Copyright © 2020 by David V. Matthews

Flash Fiction (a Hundred Words Exactly) #78: That Messed-up Tattoo

One night five years ago, after getting drunk at some bar, the bros and I walked up the street to a tattoo parlor, where we had our left biceps inked with the logo of Skorchin, that lame Eighties band we’d listened to in high school during the 2010s. Only, on me, that jagged, fiery, metallic-lettered logo ended up looking like a smudgy SKOBCHEN. Today, the tattoo serves as an entertaining story, turning me into a character, someone with no aspirations beyond partying. But I did have aspirations once—investment-company aspirations. That messed-up tattoo must have engulfed them, sci-fi style. Eerie.

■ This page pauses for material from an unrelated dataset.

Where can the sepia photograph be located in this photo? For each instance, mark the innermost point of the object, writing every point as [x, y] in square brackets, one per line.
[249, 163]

Copyright © 2020 by David V. Matthews

Flash Fiction (a Hundred Words Exactly) #76: Liberty, Liberty, Lib-er-ty, Lib-er-ty

It’s coincidental that Flasher 76 deals with liberty. Get it?

You wanna know what excuse Benwick gave, during the Zoom meeting, for submitting those estimates an hour late? You really wanna know?

He said he’d gotten the Liberty Mutual jingle stuck in his head and needed to walk outside a while to, as he put it, “reset.” Snickering as he told us. Not even apologizing for the inconvenience he’d caused.

He should have gotten fired long ago, but being both the owner’s son-in-law and a wannabe comedian has certain privileges, such as getting away with doing stand-up routines on the job. Freaking COVID didn’t close every comedy club after all.